Tal como o JE noticiou ontem, Alexandre Fonseca informou, ainda, os sindicalistas que vai convocar nas próximas semanas as estruturas sindicais para reabrir o diálogo tendo em vista a revisão do ACT, que abrangerá aumentos salariais transversais em todo o grupo Altice Portugal em 2022.

Sobre a revisão do ACT, os sindicalistas notaram ao JE que a administração da Altice aceitou ir para a mesa de negociações, embora sem certezas de se a nova revisão contemplará, retroativamente, os aumentos salariais que não se verificaram em 2020 e 2021.

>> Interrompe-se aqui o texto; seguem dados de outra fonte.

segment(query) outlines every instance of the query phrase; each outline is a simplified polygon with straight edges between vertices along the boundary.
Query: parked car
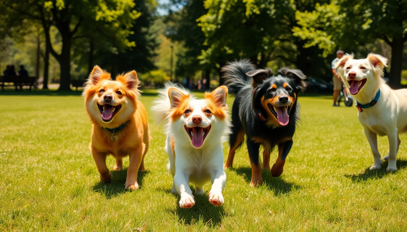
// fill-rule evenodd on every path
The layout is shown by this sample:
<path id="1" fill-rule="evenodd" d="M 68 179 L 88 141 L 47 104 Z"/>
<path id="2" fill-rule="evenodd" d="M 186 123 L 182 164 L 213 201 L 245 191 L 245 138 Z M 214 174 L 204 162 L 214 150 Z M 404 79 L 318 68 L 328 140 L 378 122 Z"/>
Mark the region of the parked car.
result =
<path id="1" fill-rule="evenodd" d="M 321 78 L 308 77 L 308 86 L 307 92 L 314 93 L 332 93 L 333 92 L 333 84 L 328 82 Z"/>

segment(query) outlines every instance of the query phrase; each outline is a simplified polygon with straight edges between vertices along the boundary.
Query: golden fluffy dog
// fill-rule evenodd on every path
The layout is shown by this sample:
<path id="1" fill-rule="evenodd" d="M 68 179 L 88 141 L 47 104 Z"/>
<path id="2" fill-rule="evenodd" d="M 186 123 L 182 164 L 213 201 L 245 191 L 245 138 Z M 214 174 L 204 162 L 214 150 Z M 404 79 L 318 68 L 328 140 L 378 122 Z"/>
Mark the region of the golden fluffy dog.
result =
<path id="1" fill-rule="evenodd" d="M 136 71 L 118 76 L 95 66 L 85 84 L 82 95 L 93 125 L 90 149 L 100 173 L 101 180 L 109 182 L 112 175 L 106 158 L 116 159 L 113 170 L 123 168 L 122 159 L 128 155 L 130 164 L 125 188 L 138 188 L 138 170 L 145 169 L 143 160 L 150 142 L 147 114 L 138 100 L 138 80 Z"/>

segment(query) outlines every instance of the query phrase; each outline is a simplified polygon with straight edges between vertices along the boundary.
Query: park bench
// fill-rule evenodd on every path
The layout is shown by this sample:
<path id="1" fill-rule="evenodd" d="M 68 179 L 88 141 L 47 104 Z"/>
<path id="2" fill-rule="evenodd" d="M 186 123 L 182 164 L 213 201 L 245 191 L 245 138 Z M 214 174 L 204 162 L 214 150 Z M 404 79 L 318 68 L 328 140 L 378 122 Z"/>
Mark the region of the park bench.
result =
<path id="1" fill-rule="evenodd" d="M 72 87 L 76 87 L 76 90 L 78 90 L 78 87 L 83 87 L 85 80 L 71 80 L 71 84 L 72 84 Z"/>
<path id="2" fill-rule="evenodd" d="M 22 90 L 23 86 L 29 86 L 30 91 L 31 91 L 31 87 L 34 87 L 34 90 L 36 90 L 35 81 L 37 77 L 34 76 L 5 76 L 0 77 L 0 82 L 1 82 L 2 91 L 4 91 L 4 87 L 14 85 L 15 87 L 15 91 L 17 91 L 17 86 L 20 87 L 20 90 Z M 13 85 L 5 84 L 6 83 L 13 83 Z"/>

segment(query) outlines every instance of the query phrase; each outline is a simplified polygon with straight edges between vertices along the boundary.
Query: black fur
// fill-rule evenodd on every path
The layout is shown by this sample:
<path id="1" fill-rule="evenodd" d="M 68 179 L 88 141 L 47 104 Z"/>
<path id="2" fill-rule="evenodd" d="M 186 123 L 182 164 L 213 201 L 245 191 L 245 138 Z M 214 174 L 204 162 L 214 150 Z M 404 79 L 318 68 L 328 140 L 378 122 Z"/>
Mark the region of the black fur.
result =
<path id="1" fill-rule="evenodd" d="M 236 96 L 232 111 L 233 126 L 229 137 L 231 147 L 236 145 L 239 131 L 241 132 L 241 130 L 244 130 L 249 156 L 252 161 L 257 165 L 260 146 L 264 146 L 265 149 L 271 152 L 276 145 L 287 143 L 287 138 L 289 138 L 289 141 L 291 140 L 299 119 L 300 106 L 297 97 L 305 89 L 306 77 L 301 71 L 288 67 L 281 69 L 277 76 L 274 76 L 270 69 L 256 69 L 247 60 L 230 62 L 222 67 L 221 71 L 223 72 L 222 77 L 225 79 L 229 92 Z M 288 84 L 288 88 L 283 87 L 284 83 Z M 277 88 L 271 89 L 274 85 Z M 258 114 L 260 113 L 267 120 L 267 115 L 271 115 L 273 111 L 263 107 L 261 99 L 264 97 L 264 102 L 268 102 L 265 101 L 279 99 L 279 96 L 282 95 L 289 96 L 295 100 L 289 111 L 288 124 L 285 126 L 278 123 L 268 125 L 261 119 Z M 254 137 L 260 138 L 266 142 L 263 144 L 256 142 Z M 241 144 L 241 143 L 238 147 Z"/>

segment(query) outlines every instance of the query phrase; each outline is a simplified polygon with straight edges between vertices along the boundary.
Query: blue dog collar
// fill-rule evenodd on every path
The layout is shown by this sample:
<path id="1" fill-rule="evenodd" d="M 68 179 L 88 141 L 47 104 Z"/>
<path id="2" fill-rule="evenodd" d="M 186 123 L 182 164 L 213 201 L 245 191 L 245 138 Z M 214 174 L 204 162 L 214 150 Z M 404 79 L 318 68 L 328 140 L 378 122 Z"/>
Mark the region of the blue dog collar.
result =
<path id="1" fill-rule="evenodd" d="M 126 126 L 126 122 L 122 124 L 120 126 L 118 127 L 116 127 L 116 128 L 114 128 L 113 129 L 110 129 L 110 128 L 106 128 L 105 127 L 103 127 L 102 128 L 103 128 L 103 129 L 105 129 L 107 130 L 110 131 L 110 132 L 113 133 L 113 134 L 114 134 L 115 132 L 117 132 L 119 130 L 120 130 L 124 128 L 125 126 Z"/>
<path id="2" fill-rule="evenodd" d="M 368 104 L 365 104 L 364 105 L 362 105 L 360 103 L 358 103 L 357 102 L 355 101 L 356 102 L 356 107 L 357 108 L 357 109 L 359 110 L 359 112 L 363 112 L 363 110 L 362 109 L 365 109 L 367 108 L 369 108 L 373 106 L 374 105 L 376 104 L 377 103 L 378 100 L 379 100 L 379 97 L 380 96 L 380 89 L 377 91 L 377 93 L 376 93 L 376 96 L 374 97 L 374 99 L 373 100 L 370 102 L 370 103 Z"/>
<path id="3" fill-rule="evenodd" d="M 116 128 L 114 128 L 113 129 L 110 129 L 110 128 L 106 128 L 105 127 L 102 127 L 102 128 L 103 128 L 103 129 L 105 129 L 107 130 L 110 131 L 110 132 L 113 133 L 113 134 L 112 135 L 112 137 L 111 137 L 111 138 L 112 139 L 112 140 L 113 140 L 113 141 L 117 141 L 118 138 L 117 137 L 117 136 L 116 135 L 116 133 L 115 133 L 114 132 L 118 131 L 119 130 L 120 130 L 124 128 L 125 126 L 126 126 L 126 122 L 127 122 L 123 123 L 120 126 L 118 127 L 116 127 Z"/>

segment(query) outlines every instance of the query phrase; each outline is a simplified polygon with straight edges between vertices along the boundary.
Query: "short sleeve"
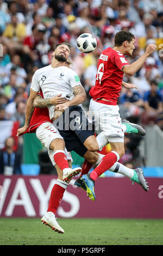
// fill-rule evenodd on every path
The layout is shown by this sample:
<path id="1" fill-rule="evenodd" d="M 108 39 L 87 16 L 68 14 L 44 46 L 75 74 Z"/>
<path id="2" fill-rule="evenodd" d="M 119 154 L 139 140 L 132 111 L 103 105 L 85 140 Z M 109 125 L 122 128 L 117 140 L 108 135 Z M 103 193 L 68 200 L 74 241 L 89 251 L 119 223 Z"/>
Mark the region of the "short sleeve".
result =
<path id="1" fill-rule="evenodd" d="M 116 51 L 114 54 L 112 62 L 118 69 L 121 71 L 123 66 L 129 65 L 129 63 L 128 62 L 124 55 L 118 51 Z"/>
<path id="2" fill-rule="evenodd" d="M 37 72 L 36 71 L 33 76 L 30 86 L 30 89 L 32 89 L 35 92 L 39 92 L 40 90 L 40 86 L 39 84 L 37 75 Z"/>
<path id="3" fill-rule="evenodd" d="M 71 70 L 71 73 L 70 74 L 69 82 L 70 86 L 72 88 L 74 86 L 78 86 L 81 84 L 81 82 L 79 76 L 77 74 L 76 72 L 73 70 Z"/>

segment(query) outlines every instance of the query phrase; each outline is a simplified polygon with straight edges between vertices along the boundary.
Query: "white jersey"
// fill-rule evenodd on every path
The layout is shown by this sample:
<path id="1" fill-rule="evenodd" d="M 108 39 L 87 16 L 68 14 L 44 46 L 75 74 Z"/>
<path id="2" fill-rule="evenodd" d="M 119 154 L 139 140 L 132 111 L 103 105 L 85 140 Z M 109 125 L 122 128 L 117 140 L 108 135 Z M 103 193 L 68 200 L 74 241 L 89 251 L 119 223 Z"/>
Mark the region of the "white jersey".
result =
<path id="1" fill-rule="evenodd" d="M 36 71 L 30 88 L 35 92 L 41 89 L 45 99 L 61 94 L 61 97 L 70 100 L 74 96 L 73 87 L 80 83 L 79 76 L 72 69 L 65 66 L 53 68 L 51 64 Z M 48 107 L 51 119 L 53 117 L 54 108 L 54 105 Z"/>

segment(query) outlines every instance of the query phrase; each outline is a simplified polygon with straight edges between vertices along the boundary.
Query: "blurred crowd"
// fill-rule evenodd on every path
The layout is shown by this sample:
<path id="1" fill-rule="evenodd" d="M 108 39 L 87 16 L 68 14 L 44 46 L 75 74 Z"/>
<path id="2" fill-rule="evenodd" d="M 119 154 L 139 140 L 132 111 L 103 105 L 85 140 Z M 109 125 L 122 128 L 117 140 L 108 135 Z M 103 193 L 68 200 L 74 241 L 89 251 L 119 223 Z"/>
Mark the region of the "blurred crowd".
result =
<path id="1" fill-rule="evenodd" d="M 87 99 L 95 85 L 102 51 L 114 47 L 120 30 L 135 36 L 136 60 L 150 43 L 157 51 L 133 77 L 124 81 L 138 89 L 122 88 L 118 104 L 122 119 L 163 128 L 163 0 L 0 0 L 0 121 L 23 125 L 26 106 L 35 71 L 51 63 L 54 47 L 70 43 L 71 66 L 79 76 Z M 93 34 L 96 50 L 83 54 L 76 46 L 83 33 Z"/>

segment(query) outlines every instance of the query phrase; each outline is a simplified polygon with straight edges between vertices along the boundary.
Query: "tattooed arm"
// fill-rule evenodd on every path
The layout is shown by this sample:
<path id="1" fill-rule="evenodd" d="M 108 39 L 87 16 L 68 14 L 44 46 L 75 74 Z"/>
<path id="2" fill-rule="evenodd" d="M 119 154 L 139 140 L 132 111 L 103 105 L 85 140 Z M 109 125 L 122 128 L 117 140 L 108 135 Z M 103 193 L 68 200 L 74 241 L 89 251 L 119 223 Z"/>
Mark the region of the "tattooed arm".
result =
<path id="1" fill-rule="evenodd" d="M 78 105 L 81 103 L 85 101 L 86 100 L 86 96 L 84 87 L 82 84 L 74 86 L 73 87 L 73 94 L 74 97 L 71 100 L 66 102 L 64 104 L 59 104 L 55 106 L 55 109 L 60 111 L 66 109 L 70 106 Z"/>
<path id="2" fill-rule="evenodd" d="M 17 132 L 17 136 L 19 136 L 23 133 L 28 128 L 29 123 L 32 117 L 34 107 L 33 105 L 34 100 L 37 94 L 37 92 L 35 92 L 32 89 L 30 90 L 30 95 L 27 102 L 26 119 L 24 125 L 18 129 Z"/>

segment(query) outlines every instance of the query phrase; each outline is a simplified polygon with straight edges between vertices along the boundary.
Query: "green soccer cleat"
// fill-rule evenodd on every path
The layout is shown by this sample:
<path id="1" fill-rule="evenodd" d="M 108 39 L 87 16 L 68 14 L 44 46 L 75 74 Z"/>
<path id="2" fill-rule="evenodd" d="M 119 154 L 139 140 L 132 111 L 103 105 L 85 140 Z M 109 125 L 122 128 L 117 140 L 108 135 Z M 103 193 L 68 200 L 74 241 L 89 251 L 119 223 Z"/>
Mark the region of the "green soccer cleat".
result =
<path id="1" fill-rule="evenodd" d="M 84 182 L 86 188 L 87 195 L 89 197 L 90 199 L 94 201 L 96 199 L 95 193 L 94 192 L 95 181 L 90 178 L 90 175 L 84 174 L 80 178 Z"/>
<path id="2" fill-rule="evenodd" d="M 133 124 L 126 119 L 122 120 L 122 124 L 124 124 L 126 126 L 126 133 L 137 133 L 141 136 L 144 136 L 146 135 L 146 132 L 145 129 L 139 124 Z"/>
<path id="3" fill-rule="evenodd" d="M 134 185 L 134 182 L 136 182 L 140 184 L 145 191 L 148 191 L 149 190 L 148 186 L 147 185 L 148 182 L 146 182 L 146 180 L 144 178 L 142 169 L 137 168 L 134 170 L 134 175 L 132 179 L 131 179 L 133 184 Z"/>

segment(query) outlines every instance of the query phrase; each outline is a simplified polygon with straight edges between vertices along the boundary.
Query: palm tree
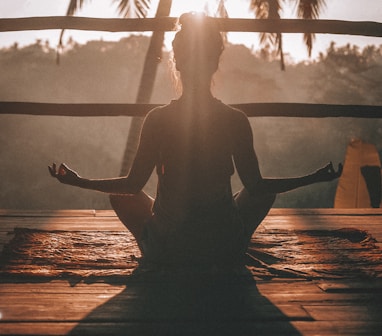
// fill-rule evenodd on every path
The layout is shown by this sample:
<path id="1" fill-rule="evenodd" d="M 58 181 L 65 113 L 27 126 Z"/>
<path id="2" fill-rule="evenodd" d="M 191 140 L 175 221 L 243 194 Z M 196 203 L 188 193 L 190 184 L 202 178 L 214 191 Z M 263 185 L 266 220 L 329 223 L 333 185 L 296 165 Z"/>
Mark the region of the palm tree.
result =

Quanto ao ACT, Manuel Gonçalves do SINTTAV lembrou que a Altice tem do seu lado uma proposta da Frente Sindical (SINTAVV, STPT, SNTCT, STT, SINQUADROS e FE), enviada no início de junho. A proposta prevê um salário mínimo de 850 euros em todas as empresas do grupo Altice, em Portugal, além “atualização de todas as cláusulas de expressão pecuniária, incluindo o prémio de reforma/aposentação”, a “valorização das carreiras/categorias com a criação do 6 nível de proficiência e um aumento significativo na tabela salarial a implementar faseadamente entre 2022 e 2025..

O líder do SINTTAV exigiu, segundo contou ao JE, uma resposta da empresa a essa proposta, cujo prazo legal de resposta termina a 27 de junho. Questionado sobre o que fará a Frente Sindical caso não haja resposta, Manuel Gonçalves admitiu que se poderá avançar para a conciliação (negociação assistida por uma terceira entidade tendo em vista uma solução), embora seja necessária a concordância das restantes estruturas sindicais para isso.

“Esperamos uma resposta porque gostaríamos de continuar com o diálogo diretamente com a empresa”, concluiu Manuel Gonçalves.

A Altice Portugal tem hoje 12.500 trabalhadores com um vínculo direto ao grupo, dos quais 5.500 foram admitidos nos últimos dois anos. No mesmo período, a Altice Portugal investiu 100 milhões de euros em saídas voluntárias e rescisões por mútuo acordo. O grupo conta hoje, direta e indiretamente, com um total de cerca de 17 mil trabalhadores.